If licensing of software engineers includes everything that licensing of civil engineers does, including the "those who don't have the license do not get to overrule you on how the job gets done" provisions, it's IMHO a good deal. We ought to press for exactly that in licensing, because while companies would be highly allergic to it it'll play very well with the public. Think about public reaction when a structural failure turns out to have been caused by someone substituting shoddy materials for what was originally specified or otherwise not doing things the way the engineers said to do them.

audits,certifications can't stop security breaches

[Iamnoone]

One of these talking points is to license software developers and make them accountable for security breaches.

It seems to really prevent all possible security breaches, you need to prove that the program is correct [uottawa.ca] first - I don't know of many entities that even try to prove their programs. I have heard of a few telecom infrastructure programs, but remember the big SS7 outage caused by one tech some years ago? The SS7 code is probably better "audited" than most code but would that outage have been construed as a "security breach"? - Yes, after the lawyers were done with it.

What about how quickly the world changes after a program is released? You use the best encryption technology of the day, you prove your programs correct, not just audit the code or use "good" software engineering/management methodologies. But you used DES (back in the day) or MD5 more recently, then MD5crack comes along or quantum computing and suddenly you are responsible for a "security breach" because of some exploit that didn't exist when you created the program.

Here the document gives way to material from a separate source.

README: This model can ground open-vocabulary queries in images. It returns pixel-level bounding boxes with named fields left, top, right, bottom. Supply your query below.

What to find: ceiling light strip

That is nuts, who would want to sign up for that?

Besides DJB [cr.yp.to] does anyone even have the balls to reward people for finding security problems? Or even advertise security as a feature? OpenBSD (yeah, I know its dead, blah, blah, blah), pureftpd [pureftpd.org], NSA Linux [nsa.gov]
I expect not many others, because people expect code to have security issues.

Since security is such a big concern now (and in the past), I would think that people who wanted to show off their programming prowess would be bragging about how secure their code is. But no one does, that I know of - why? because its just damn hard to be sure that the code is perfect - which is what is required to prevent all possible security problems. So where are all these people with the big security cahones [geocities.com] going to come from?

Can a program be proven correct for all inputs?
If it isn't stateless then can each permutation of state and input be proven?
Are all the protocols used by the program verified?

The impossibility of preventing security breaches seem to make this kind of government action more likely. Burn the witches!! They hexed our computers, and were seen in the woods cavorting with unaudited code fragments!

NT was declared secure

[wap911]

NT was given something like a "G5" security rating, BUT is was not attached to any network what so ever. Lot of good that certification did as Win2k and XPee were then built from this so called "secure base". The "system" is the problem not the programmers. Testing and certifing software for it designed and useful purpose, which EULAs negate, would be a starting point. Also I am sitting here on a RoadRunner connection using a Motorola SurfBoard modem. Why did I have to spend $45 for a SMC 7004VBR to secure it when 1-2 chips in the modem would have taken care of a lot of issues [log is showing 4-6 denied attacks every 5-10 minutes].